The Plastic Bottle Fiber
Would you believe me if I told you only 31% of the plastic bottles in the US get recycled? I have proof, below is a post consumer PET material flow chart corresponding to data collected in 2015.
Alarming, isn’t it? Here is another fact:
Recycling is a business, with profitability driven like any other business, by consumer demand.
Unifi, Inc is a manufacturer of multi filament, specializing in polyester and nylon textured yarns, and headquartered in Greensboro, North Carolina. Repreve was launched in 2007 as a Unifi brand. They focus on post consumer plastic bottle recycling to create polyester yarns. The polyester segment accounts for 60% of total revenues, and makes Repreve Unifi’s flagship brand.
The Repreve Bottle Processing Center opened in September 2016 with the aim to become a vertically integrated company. This strategic growth plan was also pursued to increase efficiency, product quality, flexibility as well as traceability. The plant now has the capacity to produce 75 million pounds of bottle flakes yearly. Simply put, the “raw material” source of their product is created once you recycle, then they buy bottle bale from material recovering facilities. The material is then sorted, chopped into flakes cleaned and dried during the manufacturing phase. The flakes are then used as prime material for further refined products such as polyester yarn, packaging applications or sold.

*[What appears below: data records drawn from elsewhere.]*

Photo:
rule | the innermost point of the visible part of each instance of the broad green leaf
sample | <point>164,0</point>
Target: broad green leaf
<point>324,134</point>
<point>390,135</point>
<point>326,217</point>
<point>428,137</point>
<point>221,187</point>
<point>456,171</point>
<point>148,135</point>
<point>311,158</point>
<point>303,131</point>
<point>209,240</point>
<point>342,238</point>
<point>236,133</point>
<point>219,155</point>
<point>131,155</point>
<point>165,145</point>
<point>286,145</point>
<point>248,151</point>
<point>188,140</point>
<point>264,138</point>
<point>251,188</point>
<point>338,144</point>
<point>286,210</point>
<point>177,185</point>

Lets not forget about the profitably part of the business.
Recycling bottles decrease the amount of natural resources needed, up to 45% of power savings can be realized from processing bottles flakes. The synthetic fibers market is expected to grow conservatively at 3% to 4% in the next couple of years, and trends show the need for additional investment in high technology and comfort which will only increase polyester consumption. Prices have managed to stay competitive despite low oil prices making virgin material low-cost. It’s good for the environment and also supports their income. What puts Unifi’s Repreve ahead of competitors is their investment in technology and innovation directed towards eco-friendliness.

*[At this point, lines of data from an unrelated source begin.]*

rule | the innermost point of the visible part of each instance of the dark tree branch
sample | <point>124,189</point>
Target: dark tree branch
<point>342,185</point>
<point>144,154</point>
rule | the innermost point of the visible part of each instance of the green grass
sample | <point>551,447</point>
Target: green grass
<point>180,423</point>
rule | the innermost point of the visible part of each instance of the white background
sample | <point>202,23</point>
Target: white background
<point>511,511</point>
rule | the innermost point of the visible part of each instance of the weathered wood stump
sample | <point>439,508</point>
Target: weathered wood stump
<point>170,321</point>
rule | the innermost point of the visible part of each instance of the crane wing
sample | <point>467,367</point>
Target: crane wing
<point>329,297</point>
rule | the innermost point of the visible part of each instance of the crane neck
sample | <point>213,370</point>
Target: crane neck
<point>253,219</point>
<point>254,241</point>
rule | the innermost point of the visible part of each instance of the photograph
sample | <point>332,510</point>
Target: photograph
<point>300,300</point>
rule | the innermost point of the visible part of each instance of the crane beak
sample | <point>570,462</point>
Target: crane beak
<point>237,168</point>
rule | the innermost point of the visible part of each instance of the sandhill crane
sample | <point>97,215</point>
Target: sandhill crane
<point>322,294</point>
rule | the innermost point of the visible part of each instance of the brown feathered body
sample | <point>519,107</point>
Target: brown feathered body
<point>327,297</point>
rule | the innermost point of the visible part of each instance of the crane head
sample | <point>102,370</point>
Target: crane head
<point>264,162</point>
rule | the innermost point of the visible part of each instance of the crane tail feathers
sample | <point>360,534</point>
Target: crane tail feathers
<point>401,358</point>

PET material recycled in the U.S during 2015 was used 38% for fibers and 25% for food and beverage packing. Textiles are far less likely to get recycled than food packaging. In fact, only 15% of post consumer apparel products get recycled in the U.S and 8 %to 15% of pre consumer fabric ends up in the landfills as cutting waste. And we all know polyester does not decompose…
So what’s the point if it is going to end up as landfill waste anyway?

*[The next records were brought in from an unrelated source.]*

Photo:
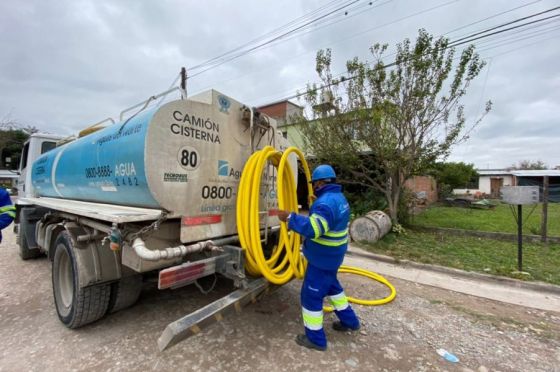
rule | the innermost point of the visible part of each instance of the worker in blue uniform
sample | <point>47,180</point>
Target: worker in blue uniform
<point>7,210</point>
<point>326,240</point>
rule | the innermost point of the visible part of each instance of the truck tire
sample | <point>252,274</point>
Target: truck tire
<point>124,293</point>
<point>24,251</point>
<point>75,306</point>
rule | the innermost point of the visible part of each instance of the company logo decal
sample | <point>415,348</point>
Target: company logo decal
<point>224,104</point>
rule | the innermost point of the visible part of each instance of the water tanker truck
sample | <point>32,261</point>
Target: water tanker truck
<point>151,194</point>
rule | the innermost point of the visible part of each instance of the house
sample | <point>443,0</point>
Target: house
<point>537,178</point>
<point>491,180</point>
<point>284,112</point>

Lucky for you, Repreve also offers a solution for this. In 2011 the Textile Takeback Program was launched in collaboration with Polartec. Its mission to recycle manufacturing and post consumer polyester articles to create an exclusive Repreve 100 recycled yarn. 40% of the 2011 production was expected to use this new yarn. The takeback program can only be achieved by working closely with manufacturers and by teaching consumers to recycle.
The brand focuses mainly in the U.S market, and lucky for them “Made in America” products have become more and more desirable. Today more than 250 consumer brands partner with Repreve. Through these partnerships, Unifi is able to reach several markets. Globally, the top textile producing brands that are users of rPES are H&M, North Face and Patagonia.
Sustainability has yet to show that it’s a strong enough force to drive consumer demand.
Repreve campaign #TurnItGreen was a nation wide tour sponsored by Polartec, Sage, Renewtra, Volcom and SnapBox. It stopped at schools, retailers and major sporting events showcasing their process, products and fabric performance. During the campaign Repreve, literally, reached out to the audience in an attempt to create awareness. The campaign was followed by the hashtag in an attempt to reach for younger audiences, unfortunately it did not catch on.
Repreve has a strong story, their strongest points lay within their partnerships with consumer brands. It does not only materialize the concept of recycling, it also demonstrates these products can functional. Two thirds of the population may be willing to pay more for a product made with recycled materials, yet this may only apply such products was offered at the brands they already shop at. Lastly, in order to close the loop and further sustainability in the textile and apparel world, they need that close relationship with consumer brands.